Batman is back and, this time, he’s not made of yellow plastic bricks. The world’s no.1 detective returns to the Xbox in a dark and serious mood more akin to the recent Christian Bale incarnation than the camp Adam West version of the 1960s. Arkham Asylum sees you assuming the role of the Caped Crusader in what is, so far, the game of the year. It’s visually stunning with an immersive plot and a format which switches game-play modes just often enough to prevent a feeling of staleness from creeping into the gaming experience. Most of the characters are true to the Batman universe, deep and believable and, as most are psychotic, more than just a little bit scary.
Rocksteady Games have managed to develop a great superhero game that anyone who has ever pulled a towel around their neck and wished they could fly will love. You can use an array of tools to help you negotiate the Asylum and find your way through the puzzles laid before you. The combat takes many forms from stealth to all out 15-on-one melee and when jumping from great heights you can utilise the glide function of your cape. In the stealth take-down sections the gameplay takes on a new level forcing you to think carefully about your moves before launching into your attacks. One of the game’s little gems is suspending a hapless goon upside down below a gargoyle before slicing the rope with a baterang and startling his equally goonish allies below. They obviously know their audience too as Rocksteady’s team have ensured that Poison Ivy bulges in all the right places with just enough leafage to spare her blushes while she seductively chats up the Bat, just before trying to batter him. Those in the know will enjoy the hidden references to other characters unseen in the game and the back-stories, which can be collected to fill out the plot as you progress.

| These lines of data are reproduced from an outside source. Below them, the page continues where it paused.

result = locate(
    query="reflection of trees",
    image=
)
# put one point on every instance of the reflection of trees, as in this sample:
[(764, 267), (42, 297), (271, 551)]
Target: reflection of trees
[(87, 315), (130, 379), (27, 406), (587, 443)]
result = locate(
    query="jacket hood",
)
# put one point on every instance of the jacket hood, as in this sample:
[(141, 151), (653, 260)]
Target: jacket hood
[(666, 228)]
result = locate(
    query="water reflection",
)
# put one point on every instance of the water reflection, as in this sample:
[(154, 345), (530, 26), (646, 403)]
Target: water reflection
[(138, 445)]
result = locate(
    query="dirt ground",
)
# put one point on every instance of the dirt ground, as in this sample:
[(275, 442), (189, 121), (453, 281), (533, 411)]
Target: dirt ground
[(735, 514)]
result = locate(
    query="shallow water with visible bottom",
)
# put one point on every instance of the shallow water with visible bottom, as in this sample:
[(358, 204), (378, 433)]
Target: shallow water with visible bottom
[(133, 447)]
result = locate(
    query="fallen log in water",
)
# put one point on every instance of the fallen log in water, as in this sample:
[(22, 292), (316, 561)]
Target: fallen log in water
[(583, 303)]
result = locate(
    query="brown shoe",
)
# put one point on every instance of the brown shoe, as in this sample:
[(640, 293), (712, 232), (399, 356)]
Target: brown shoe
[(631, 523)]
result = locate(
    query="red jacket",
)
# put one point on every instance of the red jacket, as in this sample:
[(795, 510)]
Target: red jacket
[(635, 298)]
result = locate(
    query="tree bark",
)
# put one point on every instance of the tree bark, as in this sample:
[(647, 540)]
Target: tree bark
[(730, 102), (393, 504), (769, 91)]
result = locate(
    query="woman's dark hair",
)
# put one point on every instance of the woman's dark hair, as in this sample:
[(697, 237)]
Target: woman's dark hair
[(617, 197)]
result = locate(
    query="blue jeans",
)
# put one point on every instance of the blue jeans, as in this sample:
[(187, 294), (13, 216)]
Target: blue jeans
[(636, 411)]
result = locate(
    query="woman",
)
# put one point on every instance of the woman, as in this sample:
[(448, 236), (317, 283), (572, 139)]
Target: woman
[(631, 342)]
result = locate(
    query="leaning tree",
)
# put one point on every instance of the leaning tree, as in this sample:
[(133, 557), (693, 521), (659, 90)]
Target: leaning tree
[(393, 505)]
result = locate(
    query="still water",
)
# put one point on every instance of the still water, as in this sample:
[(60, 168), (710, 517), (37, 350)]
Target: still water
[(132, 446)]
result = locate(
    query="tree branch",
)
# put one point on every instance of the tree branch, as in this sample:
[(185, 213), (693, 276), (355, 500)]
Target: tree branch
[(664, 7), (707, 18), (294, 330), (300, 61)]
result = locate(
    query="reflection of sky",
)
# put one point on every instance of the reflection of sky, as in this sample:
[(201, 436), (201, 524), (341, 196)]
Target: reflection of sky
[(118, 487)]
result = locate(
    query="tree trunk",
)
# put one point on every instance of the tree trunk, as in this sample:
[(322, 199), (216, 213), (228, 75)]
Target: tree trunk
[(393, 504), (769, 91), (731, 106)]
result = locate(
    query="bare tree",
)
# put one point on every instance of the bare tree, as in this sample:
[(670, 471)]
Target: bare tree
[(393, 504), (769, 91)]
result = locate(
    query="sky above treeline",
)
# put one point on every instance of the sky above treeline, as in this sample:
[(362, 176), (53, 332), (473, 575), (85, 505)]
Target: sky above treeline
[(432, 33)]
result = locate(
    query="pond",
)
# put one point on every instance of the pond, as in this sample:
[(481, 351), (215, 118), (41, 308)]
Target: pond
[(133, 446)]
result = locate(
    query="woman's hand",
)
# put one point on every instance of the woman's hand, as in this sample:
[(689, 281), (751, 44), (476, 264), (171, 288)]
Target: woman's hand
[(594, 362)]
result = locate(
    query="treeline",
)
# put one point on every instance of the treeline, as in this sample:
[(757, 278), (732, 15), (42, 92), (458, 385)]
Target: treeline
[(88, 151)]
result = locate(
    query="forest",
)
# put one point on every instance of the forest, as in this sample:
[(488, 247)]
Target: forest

The game does have some flaws however, not least of which are the combat controls. It is possible to win almost any fight by battering the X and Y buttons mercilessly until your fingers bleed, and this detracts a little from the sense of immersion in the game. Players really have to try and make it interesting for themselves by throwing in the odd baterang and batclaw just to spice it up. Without giving too much away the boss fights can be somewhat repetitive and formulaic, although this can be said about a lot of games. With all that aside though, Arkham Asylum is, overall, a shining achievement for Rocksteady and glorious fun to play. Put your pants on outside your trousers, start talking in a gruff voice and settle in for some gratuitous cartoon violence.